A Dixon Victory

Rawlings-Blake defeats Sarbanes in Democratic race for City Council president amid low turnout

Baltimore Votes -- 2007 Primary Results

September 12, 2007|By John Fritze and Sumathi Reddy | John Fritze and Sumathi Reddy,Sun reporters

Sheila Dixon, the hard-driving West Baltimore politician who became the city's first female mayor, easily defeated Keiffer J. Mitchell Jr., a scion of one of the nation's prominent civil rights families, in a low-turnout Democratic mayoral primary yesterday.

In the race for City Council president, Stephanie C. Rawlings-Blake, the incumbent, beat Michael Sarbanes in a contest that pitted the children of two respected political leaders against each other.

"I have never been more honored in my life than I am right now at this very moment," Dixon, 53, told jubilant supporters at a Canton victory party last night. "I am your humble servant and will work tirelessly on your behalf."

Together, Dixon and Rawlings-Blake will pick up the reins of a city that has made tremendous progress in the past decade but is facing difficult challenges - from a glut of vacant homes to a school system with a staggeringly low graduation rate to a homicide rate that is the second-worst in the nation, behind only Detroit's.

"Too many of our children are not getting the education that they deserve. Too many of our neighborhoods are turning to drugs and crime. Too many people are unable to find the jobs to support their families, but I will guarantee to each and every Baltimore citizen that I will devote all of my energy to all dreams because all dreams are possible," Dixon said last night.

As Dixon declared victory, Mitchell conceded the race and pledged to support her.

"Mayor Dixon has a tough job ahead of her. The time of politics is over," Mitchell said. "We need to work as one."

Rain fell intermittently throughout the day as voters sprinted from their cars to polling places. Volunteers handing out candidate literature outside schools and recreation centers wore makeshift ponchos or juggled umbrellas with handshakes and campaign materials.

Initial returns suggest that turnout was lower than in recent city elections.

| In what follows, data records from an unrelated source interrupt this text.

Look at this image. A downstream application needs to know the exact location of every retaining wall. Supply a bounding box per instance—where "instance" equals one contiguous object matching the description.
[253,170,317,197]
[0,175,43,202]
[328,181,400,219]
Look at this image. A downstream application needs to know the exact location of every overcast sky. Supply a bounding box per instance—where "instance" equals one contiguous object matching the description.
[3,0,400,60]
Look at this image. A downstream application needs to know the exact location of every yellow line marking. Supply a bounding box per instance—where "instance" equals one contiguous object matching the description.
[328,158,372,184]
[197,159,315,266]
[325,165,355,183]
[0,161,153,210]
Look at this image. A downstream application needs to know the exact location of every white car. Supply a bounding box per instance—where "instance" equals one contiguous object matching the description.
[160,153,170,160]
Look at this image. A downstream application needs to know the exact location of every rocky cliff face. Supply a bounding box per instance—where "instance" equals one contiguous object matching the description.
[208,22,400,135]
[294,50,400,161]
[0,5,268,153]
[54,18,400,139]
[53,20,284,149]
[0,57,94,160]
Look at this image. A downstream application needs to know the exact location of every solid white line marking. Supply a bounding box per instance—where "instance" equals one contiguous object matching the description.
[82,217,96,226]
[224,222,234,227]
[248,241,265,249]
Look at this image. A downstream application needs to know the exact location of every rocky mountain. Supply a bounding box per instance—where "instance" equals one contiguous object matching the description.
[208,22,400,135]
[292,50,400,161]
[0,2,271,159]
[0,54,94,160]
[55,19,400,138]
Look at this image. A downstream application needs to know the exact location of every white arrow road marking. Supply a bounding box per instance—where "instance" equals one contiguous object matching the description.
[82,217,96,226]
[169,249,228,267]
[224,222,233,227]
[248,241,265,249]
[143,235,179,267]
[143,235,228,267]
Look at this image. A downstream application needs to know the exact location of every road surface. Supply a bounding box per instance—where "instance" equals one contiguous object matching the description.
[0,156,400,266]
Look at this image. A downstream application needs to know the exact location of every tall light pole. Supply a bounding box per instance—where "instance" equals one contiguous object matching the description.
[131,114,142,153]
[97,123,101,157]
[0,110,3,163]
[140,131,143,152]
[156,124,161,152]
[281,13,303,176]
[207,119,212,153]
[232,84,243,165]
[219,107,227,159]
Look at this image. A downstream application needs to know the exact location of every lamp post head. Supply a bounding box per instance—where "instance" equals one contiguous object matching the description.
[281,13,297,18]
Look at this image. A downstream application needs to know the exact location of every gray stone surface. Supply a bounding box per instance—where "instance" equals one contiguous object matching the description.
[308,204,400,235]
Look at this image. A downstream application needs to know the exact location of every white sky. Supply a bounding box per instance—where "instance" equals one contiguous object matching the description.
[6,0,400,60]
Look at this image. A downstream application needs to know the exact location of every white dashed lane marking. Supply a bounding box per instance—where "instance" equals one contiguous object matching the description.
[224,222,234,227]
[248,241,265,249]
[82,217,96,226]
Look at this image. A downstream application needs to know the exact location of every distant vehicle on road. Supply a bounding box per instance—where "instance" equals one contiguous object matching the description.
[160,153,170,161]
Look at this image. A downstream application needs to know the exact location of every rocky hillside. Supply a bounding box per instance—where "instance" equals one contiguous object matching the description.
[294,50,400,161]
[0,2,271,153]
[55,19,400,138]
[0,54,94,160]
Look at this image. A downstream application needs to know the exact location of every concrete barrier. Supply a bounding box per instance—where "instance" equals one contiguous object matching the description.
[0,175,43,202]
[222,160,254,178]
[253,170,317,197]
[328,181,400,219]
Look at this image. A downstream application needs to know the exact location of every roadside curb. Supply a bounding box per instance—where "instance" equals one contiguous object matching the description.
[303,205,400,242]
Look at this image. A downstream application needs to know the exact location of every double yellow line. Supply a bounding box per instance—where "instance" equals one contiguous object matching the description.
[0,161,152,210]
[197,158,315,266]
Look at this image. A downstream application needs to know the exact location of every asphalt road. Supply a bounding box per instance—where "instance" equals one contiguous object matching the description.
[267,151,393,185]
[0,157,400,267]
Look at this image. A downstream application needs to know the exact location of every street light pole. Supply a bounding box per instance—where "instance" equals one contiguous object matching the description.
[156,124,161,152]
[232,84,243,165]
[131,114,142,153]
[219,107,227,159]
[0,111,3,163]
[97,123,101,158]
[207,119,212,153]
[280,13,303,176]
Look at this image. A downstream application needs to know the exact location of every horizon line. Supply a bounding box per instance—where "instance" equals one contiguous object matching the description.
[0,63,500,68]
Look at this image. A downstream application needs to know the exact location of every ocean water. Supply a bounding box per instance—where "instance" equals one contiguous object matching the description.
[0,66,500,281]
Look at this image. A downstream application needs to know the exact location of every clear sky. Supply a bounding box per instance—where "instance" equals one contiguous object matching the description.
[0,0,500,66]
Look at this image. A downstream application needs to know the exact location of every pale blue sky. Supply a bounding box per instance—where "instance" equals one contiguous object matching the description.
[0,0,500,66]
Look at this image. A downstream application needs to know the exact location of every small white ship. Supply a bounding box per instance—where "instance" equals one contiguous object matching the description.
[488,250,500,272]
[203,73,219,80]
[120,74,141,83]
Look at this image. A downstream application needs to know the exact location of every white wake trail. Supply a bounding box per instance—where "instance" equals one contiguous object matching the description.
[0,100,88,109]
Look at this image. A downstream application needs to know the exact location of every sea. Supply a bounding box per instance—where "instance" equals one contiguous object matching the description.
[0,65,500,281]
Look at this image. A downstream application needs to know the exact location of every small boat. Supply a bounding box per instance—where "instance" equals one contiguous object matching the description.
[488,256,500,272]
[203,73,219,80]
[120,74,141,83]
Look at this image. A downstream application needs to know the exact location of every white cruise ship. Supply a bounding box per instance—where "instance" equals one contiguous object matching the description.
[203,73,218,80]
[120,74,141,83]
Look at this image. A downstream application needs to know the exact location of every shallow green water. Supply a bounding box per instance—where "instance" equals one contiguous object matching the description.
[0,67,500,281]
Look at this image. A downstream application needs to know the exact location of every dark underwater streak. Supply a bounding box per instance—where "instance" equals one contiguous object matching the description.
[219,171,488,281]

In 1999, about 118,000 voters cast a ballot in the Democratic mayoral primary; in the 2003 primary, roughly 89,400 voted. City election officials said about 83,000 cast ballots yesterday. Election judges in precincts across the city said they were surprised by the slender turnout.

"This is highly unusual," said Councilwoman Helen L. Holton, who was crisscrossing the 8th City Council District. She blamed the weather for keeping voters away, but added: "It also could be the fact that there's not much of a [mayoral] race."

Crime became the dominant issue during the mayoral campaign as Mitchell, Del. Jill P. Carter and other candidates tried to blame Dixon for a spike in homicides and shootings that reached its peak in mid-July. By September, the pace of homicides had slowed, but the number of killings was still about 14 percent higher than at the same time last year.

Several of the candidates, including Mitchell and Carter, had called for the ouster of the police commissioner, Leonard D. Hamm. On July 19, the Dixon administration announced that Hamm had resigned and that a deputy commissioner, Frederick H. Bealefeld III, would serve as acting commissioner. Hamm's resignation was seen as a shrewd political move because it weakened criticism by Dixon's opponents.

Several who voted for Dixon yesterday said they appreciate the job she has done since January. Dixon took over as the city's first female mayor Jan. 17, serving out the remainder of Martin O'Malley's term after he became governor.

"She remembered where she came from," said Wanda Morgan, 47, who went out in the rain early to cast her ballot at Sarah M. Roach Elementary School. "I liked that she didn't just concentrate on the Inner Harbor."

Mitchell, 39, a third-term city councilman, had proposed a platform that included the hiring of 400 police officers and a mayoral takeover of the city school system. But Mitchell struggled to inspire voters and despite personal sacrifices - he lost his job because of the campaign - seldom came across as someone who sincerely wanted the mayor's job.

It is not clear that Mitchell ever was a leading candidate in the race, but whatever momentum he had built was slowed in early August with the revelation that his father, Dr. Keiffer J. Mitchell, had resigned as campaign treasurer after questions were raised about $56,000 in expenditures that he had authorized.

The expenses included thousands of dollars for a Towson hotel room, which the elder Mitchell later justified as a campaign cost, saying that fundraising took place there. In a series of bizarre twists, Mitchell's father kept the story in the news. On Sept. 4, the elder Mitchell publicly attempted to evict his son's campaign operations from his medical office on Druid Hill Avenue, citing unpaid rent.

Mitchell conceded defeat at the city police union headquarters in Hampden about 10:45 p.m.

"I want to thank my Mom and Dad, who are here, who taught me the lesson of unconditional love," Mitchell told disappointed supporters.